I have been playing around with the many no cost GUI OCR platforms out there, and I want to report some findings. This post looks at some options available on Windows, none of which I found to be very viable for the purposes of Digital Aladore. Another post will relate information about options on Linux.
If you want to test out some super quick OCR without installing anything, the easiest is to use Google Drive.
Go into your Drive, click on the setting icon (gear thing), navigate down to Upload settings, and click on “Convert text from uploaded PDF and image files.” Now upload an image and it will appear in a new Google Doc with the OCR text below. This feature is also available on the Drive app for Android so you can directly OCR your photo “scans” of documents. Obviously this is not a solution for Aladore, but thought I would pass it on in case you had some immediate OCR needs!

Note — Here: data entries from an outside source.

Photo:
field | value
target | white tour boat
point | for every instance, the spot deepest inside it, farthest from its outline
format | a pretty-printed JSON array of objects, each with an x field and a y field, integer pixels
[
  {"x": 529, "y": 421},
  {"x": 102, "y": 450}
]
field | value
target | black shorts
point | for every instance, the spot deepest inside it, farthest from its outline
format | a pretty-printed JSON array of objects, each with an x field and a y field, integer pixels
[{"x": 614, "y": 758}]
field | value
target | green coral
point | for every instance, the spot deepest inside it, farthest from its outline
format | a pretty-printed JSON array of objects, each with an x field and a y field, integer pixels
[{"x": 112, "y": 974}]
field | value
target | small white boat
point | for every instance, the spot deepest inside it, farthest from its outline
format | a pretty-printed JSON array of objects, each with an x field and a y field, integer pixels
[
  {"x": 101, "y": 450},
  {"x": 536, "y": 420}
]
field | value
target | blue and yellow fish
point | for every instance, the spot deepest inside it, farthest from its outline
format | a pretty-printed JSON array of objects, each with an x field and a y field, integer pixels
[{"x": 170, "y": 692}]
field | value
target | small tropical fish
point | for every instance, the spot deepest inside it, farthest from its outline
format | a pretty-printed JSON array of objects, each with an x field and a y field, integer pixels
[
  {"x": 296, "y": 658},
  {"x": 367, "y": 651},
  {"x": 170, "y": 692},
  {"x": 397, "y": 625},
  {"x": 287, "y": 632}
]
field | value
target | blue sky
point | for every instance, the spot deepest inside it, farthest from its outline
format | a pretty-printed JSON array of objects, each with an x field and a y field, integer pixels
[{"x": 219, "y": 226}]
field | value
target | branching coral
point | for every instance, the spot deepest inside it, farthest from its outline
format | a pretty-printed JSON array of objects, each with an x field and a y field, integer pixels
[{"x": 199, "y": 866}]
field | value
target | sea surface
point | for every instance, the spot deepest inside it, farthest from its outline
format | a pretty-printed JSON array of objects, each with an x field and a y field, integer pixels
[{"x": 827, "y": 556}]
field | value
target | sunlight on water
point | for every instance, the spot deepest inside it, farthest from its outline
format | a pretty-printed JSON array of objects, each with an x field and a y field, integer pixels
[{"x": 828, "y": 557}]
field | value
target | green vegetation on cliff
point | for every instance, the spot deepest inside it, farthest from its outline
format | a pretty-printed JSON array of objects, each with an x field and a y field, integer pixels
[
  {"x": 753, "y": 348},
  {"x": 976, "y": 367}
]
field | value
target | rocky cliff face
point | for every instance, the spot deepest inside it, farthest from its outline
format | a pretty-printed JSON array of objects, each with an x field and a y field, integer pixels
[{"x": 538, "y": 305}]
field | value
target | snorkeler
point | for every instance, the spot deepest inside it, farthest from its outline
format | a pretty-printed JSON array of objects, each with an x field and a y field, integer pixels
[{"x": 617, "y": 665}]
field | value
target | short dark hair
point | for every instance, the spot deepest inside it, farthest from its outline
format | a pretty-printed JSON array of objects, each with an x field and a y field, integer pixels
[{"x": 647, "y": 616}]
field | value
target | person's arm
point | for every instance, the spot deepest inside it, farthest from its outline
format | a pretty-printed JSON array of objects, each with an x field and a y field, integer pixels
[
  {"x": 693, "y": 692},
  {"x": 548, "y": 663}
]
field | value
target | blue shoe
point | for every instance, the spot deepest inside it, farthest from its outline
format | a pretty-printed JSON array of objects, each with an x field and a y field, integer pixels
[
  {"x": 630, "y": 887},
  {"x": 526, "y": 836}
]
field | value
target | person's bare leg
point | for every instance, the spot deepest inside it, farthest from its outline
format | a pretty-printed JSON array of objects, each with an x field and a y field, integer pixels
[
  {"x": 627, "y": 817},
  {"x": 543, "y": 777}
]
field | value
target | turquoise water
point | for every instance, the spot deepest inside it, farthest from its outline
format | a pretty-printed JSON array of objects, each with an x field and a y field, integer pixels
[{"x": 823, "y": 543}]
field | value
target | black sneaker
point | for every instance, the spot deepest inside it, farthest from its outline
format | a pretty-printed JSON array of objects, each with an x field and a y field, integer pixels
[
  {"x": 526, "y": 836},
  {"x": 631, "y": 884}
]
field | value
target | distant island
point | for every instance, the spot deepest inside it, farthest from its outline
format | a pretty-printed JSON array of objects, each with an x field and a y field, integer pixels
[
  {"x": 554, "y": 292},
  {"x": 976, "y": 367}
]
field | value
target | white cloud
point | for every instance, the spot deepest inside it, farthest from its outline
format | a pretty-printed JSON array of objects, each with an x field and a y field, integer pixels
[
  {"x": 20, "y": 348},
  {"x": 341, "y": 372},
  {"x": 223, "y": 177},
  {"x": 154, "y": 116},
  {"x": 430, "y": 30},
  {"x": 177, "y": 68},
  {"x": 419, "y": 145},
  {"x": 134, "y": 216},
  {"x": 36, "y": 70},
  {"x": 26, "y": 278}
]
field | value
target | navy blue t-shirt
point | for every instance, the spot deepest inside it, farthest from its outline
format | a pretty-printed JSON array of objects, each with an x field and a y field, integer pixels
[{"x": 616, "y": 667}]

As for desktop GUI OCR platforms on Windows, here are some notes just to get the information out there, even if its a negative result for this project:
- This is an odd site that provides lots of information about the main commercial OCR platforms, plus download of their own freeware. It is actually part of a niche document imaging retailer, the ScanStore. SimpleOCR is free for non-commercial use, but is not open source. Word recognition is good. However, it very often (every page) seems to interpret large spaces in the middle of a paragraph as columns, thus jumbling the order of the text. This kind of mistake is impossible to recover from without painstaking cut and paste. There are no settings to change this behavior. This platform would be unusable with Aladore.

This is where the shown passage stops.